Ours findings oppose the previously observed impact of the ESH strain on the general population [13], [15], [17]. Our patients were easily distinguishable in terms of their specific genetic backgrounds, ethnicity and previous history of treatments and clinical interventions. Therefore, it seems unlikely that an impaired virus replication could have occurred as a consequence of any specific cancer- or BMT-related interventions. Although the works on influenza infection in post-BMT patients is, in general, limited by the small number of patients (around a dozen individuals) [28], contributions such as this are important for further meta-analysis investigations – which may strengthen the isolated findings displayed in the literature.

Discussion

The association of clinical data and viral sequences is important for the identification of novel virulence markers [22]. Although such an approach has been used for surveillance, it takes the host's genetic background for granted. We believe that surveillance focused on immunocompromised patients could, in many cases, yield more pragmatic insights for public health concerns. Because these post-BMT patients tend to have worse clinical outcomes due to influenza infection, the identification of mild symptoms for a presumably more virulent virus could mean that enhanced pathogenicity of this variant is questionable or that some specific factor associated with this population may impair virus infection/replication.

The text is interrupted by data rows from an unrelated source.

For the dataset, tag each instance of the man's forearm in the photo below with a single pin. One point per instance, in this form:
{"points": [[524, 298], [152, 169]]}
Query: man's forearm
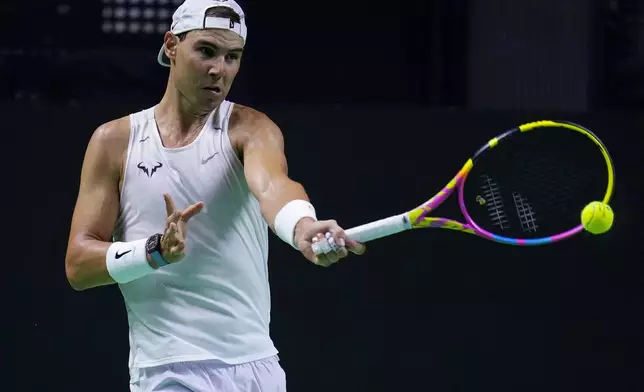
{"points": [[280, 193], [85, 264]]}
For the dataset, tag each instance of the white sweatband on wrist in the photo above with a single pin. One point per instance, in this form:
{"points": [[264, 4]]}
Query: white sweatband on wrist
{"points": [[127, 261], [288, 217]]}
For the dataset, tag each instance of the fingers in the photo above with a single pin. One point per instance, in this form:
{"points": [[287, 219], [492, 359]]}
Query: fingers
{"points": [[169, 204], [332, 252]]}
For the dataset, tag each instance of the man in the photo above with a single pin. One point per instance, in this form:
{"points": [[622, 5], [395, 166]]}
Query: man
{"points": [[198, 300]]}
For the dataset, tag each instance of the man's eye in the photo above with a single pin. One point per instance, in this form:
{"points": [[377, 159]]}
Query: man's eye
{"points": [[207, 52]]}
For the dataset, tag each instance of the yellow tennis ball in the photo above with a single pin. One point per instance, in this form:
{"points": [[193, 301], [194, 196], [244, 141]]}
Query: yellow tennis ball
{"points": [[597, 217]]}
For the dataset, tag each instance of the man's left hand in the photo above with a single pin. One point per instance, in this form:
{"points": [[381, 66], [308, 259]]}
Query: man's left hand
{"points": [[308, 231]]}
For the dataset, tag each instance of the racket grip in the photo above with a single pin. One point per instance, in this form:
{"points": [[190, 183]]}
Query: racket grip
{"points": [[380, 228], [373, 230]]}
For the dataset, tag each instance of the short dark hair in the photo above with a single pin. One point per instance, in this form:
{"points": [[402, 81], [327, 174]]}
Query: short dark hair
{"points": [[219, 12]]}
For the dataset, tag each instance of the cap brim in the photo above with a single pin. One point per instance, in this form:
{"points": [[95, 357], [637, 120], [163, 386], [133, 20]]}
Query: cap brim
{"points": [[162, 58]]}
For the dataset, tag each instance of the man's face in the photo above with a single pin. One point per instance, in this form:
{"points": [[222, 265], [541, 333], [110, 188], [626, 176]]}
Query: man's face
{"points": [[205, 65]]}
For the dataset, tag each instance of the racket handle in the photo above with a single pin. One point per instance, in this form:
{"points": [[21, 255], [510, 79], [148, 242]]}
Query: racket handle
{"points": [[380, 228], [374, 230]]}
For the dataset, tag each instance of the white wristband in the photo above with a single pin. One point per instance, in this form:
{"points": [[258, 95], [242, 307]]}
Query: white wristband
{"points": [[127, 261], [288, 217]]}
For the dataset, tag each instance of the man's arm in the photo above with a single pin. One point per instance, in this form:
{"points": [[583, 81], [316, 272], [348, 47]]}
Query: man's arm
{"points": [[97, 207], [266, 172]]}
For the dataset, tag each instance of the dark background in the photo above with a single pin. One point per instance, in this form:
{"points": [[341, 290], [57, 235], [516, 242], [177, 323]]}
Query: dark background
{"points": [[361, 86]]}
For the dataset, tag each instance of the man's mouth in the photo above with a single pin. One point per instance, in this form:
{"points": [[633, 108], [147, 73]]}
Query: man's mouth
{"points": [[215, 89]]}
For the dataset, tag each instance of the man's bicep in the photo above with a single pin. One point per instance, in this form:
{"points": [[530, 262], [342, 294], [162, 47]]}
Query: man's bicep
{"points": [[264, 159], [97, 204]]}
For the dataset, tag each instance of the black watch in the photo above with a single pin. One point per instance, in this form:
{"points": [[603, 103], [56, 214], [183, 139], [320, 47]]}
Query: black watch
{"points": [[153, 248]]}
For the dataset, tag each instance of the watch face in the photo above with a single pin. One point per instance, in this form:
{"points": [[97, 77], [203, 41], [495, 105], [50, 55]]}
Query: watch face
{"points": [[152, 244]]}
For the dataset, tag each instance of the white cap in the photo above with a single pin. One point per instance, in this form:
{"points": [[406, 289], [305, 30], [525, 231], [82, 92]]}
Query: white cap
{"points": [[191, 15]]}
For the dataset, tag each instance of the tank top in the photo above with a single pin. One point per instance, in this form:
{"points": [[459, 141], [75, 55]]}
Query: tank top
{"points": [[215, 303]]}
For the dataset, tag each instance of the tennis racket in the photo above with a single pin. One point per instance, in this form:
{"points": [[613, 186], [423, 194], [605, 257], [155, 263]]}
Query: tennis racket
{"points": [[526, 187]]}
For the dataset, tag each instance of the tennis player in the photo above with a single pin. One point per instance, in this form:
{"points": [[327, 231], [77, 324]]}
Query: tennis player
{"points": [[174, 206]]}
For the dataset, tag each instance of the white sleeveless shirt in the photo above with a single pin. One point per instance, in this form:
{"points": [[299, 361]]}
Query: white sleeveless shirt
{"points": [[215, 303]]}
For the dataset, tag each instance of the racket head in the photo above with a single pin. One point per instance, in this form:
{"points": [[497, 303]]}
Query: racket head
{"points": [[529, 185]]}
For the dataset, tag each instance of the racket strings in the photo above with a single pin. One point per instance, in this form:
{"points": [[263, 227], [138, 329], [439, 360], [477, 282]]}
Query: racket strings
{"points": [[535, 184]]}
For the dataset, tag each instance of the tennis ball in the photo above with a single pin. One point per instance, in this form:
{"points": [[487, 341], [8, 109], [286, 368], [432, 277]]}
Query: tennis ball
{"points": [[597, 217]]}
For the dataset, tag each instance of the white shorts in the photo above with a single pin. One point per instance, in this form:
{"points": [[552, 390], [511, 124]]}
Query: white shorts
{"points": [[264, 375]]}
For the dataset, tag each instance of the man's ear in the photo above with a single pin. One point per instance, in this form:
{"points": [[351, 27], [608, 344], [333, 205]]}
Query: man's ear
{"points": [[170, 42]]}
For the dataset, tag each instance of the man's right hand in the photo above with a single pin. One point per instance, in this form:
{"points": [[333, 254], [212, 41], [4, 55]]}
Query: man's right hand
{"points": [[173, 241]]}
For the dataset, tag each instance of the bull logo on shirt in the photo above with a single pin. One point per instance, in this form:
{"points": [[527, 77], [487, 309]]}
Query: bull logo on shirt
{"points": [[149, 170]]}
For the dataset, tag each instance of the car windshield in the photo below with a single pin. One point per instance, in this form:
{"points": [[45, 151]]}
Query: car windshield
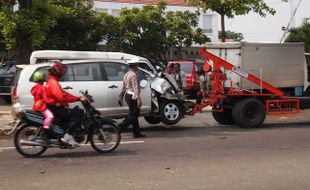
{"points": [[186, 67]]}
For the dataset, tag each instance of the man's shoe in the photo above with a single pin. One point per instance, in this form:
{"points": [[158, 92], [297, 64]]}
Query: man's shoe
{"points": [[139, 136], [69, 140]]}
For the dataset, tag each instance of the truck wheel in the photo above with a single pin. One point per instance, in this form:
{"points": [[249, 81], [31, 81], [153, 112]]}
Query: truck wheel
{"points": [[152, 120], [249, 113], [170, 112], [224, 118]]}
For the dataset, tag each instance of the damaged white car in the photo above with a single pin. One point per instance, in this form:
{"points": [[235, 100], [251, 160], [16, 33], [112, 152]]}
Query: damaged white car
{"points": [[101, 73]]}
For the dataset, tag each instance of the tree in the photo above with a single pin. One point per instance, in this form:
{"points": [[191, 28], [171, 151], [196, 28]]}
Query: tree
{"points": [[231, 8], [150, 31], [27, 27], [48, 24], [301, 34], [235, 36], [78, 26]]}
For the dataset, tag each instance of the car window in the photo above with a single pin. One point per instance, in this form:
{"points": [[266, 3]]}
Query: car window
{"points": [[83, 72], [115, 71], [186, 67], [145, 66], [43, 69]]}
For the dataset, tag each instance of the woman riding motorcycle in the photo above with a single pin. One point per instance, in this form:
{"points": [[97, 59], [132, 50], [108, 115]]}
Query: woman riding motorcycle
{"points": [[61, 99]]}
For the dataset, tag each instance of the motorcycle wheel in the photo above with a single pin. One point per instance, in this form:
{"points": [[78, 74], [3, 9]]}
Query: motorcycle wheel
{"points": [[170, 112], [105, 138], [27, 133]]}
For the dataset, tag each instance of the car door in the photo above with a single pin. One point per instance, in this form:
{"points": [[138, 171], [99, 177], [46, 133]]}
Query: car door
{"points": [[114, 72], [86, 76]]}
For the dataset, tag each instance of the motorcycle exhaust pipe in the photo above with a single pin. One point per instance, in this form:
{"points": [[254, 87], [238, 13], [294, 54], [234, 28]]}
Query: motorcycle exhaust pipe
{"points": [[30, 143], [35, 143]]}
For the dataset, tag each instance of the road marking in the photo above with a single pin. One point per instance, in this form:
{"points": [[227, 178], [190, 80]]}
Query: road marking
{"points": [[122, 142]]}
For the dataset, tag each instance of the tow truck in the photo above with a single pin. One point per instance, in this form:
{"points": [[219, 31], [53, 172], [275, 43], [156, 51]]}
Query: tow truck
{"points": [[246, 108]]}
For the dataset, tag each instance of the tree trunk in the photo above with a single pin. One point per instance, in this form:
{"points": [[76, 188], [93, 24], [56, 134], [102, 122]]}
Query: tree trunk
{"points": [[223, 28], [23, 49], [23, 44]]}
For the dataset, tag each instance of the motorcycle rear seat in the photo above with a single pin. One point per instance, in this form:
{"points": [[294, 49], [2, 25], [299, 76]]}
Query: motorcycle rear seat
{"points": [[34, 113]]}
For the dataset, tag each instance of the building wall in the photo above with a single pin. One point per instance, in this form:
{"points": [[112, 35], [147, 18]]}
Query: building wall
{"points": [[208, 20]]}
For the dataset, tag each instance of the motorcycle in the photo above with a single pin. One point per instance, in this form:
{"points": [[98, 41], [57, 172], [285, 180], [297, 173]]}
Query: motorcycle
{"points": [[102, 133]]}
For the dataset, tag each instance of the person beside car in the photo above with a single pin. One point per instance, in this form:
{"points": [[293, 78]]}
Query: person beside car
{"points": [[71, 118], [179, 75], [131, 92]]}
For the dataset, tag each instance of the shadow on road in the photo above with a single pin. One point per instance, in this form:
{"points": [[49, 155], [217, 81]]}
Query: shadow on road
{"points": [[86, 153], [219, 130]]}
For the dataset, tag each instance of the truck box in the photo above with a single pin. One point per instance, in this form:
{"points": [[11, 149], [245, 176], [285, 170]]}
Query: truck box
{"points": [[281, 65]]}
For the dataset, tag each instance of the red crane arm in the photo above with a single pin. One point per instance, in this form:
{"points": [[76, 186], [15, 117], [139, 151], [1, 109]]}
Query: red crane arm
{"points": [[218, 63]]}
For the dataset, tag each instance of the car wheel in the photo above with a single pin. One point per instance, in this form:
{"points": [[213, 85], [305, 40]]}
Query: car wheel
{"points": [[152, 119], [170, 112]]}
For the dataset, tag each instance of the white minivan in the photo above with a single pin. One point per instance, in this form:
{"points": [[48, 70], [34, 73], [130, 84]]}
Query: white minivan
{"points": [[101, 73]]}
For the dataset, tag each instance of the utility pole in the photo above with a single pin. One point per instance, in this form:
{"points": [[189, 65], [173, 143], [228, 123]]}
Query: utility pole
{"points": [[286, 29]]}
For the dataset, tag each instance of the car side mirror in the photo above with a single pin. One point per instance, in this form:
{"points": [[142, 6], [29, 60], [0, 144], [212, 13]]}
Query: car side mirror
{"points": [[143, 83]]}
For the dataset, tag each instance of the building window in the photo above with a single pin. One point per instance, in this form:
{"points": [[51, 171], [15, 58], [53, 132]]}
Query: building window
{"points": [[207, 23], [116, 12]]}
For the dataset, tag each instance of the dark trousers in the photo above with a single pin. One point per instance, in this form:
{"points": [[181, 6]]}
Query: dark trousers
{"points": [[132, 117], [69, 118]]}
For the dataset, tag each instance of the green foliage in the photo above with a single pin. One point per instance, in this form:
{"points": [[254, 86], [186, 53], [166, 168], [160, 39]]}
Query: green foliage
{"points": [[230, 8], [32, 22], [235, 36], [151, 31], [78, 26], [300, 34]]}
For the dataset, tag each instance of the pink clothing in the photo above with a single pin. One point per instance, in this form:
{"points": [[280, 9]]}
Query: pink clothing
{"points": [[48, 118]]}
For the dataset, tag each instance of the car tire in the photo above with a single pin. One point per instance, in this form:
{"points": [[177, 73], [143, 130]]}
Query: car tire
{"points": [[170, 112], [152, 119]]}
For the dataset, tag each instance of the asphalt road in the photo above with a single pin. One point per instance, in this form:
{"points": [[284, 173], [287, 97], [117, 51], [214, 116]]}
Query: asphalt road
{"points": [[196, 154]]}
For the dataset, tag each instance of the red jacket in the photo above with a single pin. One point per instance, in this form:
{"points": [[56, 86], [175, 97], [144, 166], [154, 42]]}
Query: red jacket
{"points": [[55, 92], [40, 97]]}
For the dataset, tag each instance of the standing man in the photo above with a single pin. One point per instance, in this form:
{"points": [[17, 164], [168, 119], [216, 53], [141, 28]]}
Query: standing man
{"points": [[179, 75], [131, 91]]}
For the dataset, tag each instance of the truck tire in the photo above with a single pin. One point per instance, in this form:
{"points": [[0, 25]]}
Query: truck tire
{"points": [[249, 113], [170, 112], [224, 118], [152, 120]]}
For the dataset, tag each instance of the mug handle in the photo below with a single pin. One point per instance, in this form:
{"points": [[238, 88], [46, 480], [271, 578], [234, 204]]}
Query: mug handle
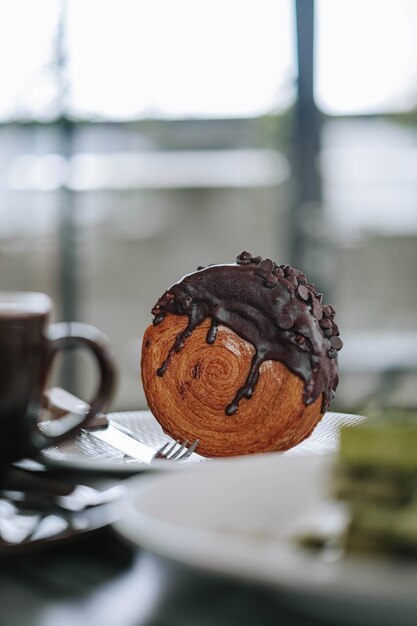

With respect to the ESH strain, our findings complement the studies by Graham et al. and Lee et al. [14], [15] and oppose those by Glinsky et al. and Potdar et al. [13], [17]. ESH strain may be included into the clade 6 of influenza A(H1N1)pdm09, which has been associated with morbidity and mortality [17]. Nevertheless, clade-6 viruses possess mutations in genes other than HA, which could naturally influence its virulence. Glinsky et al [13] found an exceedingly high prevalence of Q293H mutation in individuals that deceased. Based solely on this last work, association between Q293H and mortality would be even more significant than the one presented by the change D222G in viral HA [16], [18], [29], [30]. It should be taken into account that, ESH strain may have simply emerged during the peak of pandemic influenza circulation [15], [31]. As so, ESH strain has been detected in mild cases of 2009 pandemic virus infection, by us and others in different countries [15], [31]. By studying Brazilian samples from the same period, Lee and colleagues [15] suggested that rather than real phenotypic changes that could increase influenza A(H1N1)pdm09 virulence, the ESH strain was emerged as a stochastic event during the peak of virus circulation during the Brazilian winter. Therefore, we agree with this interpretation that increased mortality and hospitalizations in Brazil during the epidemiological weeks 31 to 35 of 2009 were due to enhanced influenza circulation through predisposed hosts than to the emergence of the ESH strain. As it has been demonstrated, major event that led to 2009 influenza morbidity and mortality, including in otherwise healthy individuals, was the susceptible of the human population to influenza viruses with very low glycosylated HA, such as influenza A(H1N1)pdm09 [32], [33]. Nevertheless, accumulation of global data from different cohorts/groups of patients is needed to reach more decisive conclusions on the importance of these mutations.

Finally, our results could stimulate a debate among investigators working on the molecular epidemiology/surveillance of influenza about critical mutations in the A(H1N1)pdm09 strain and could be interesting for physicians working on BMT.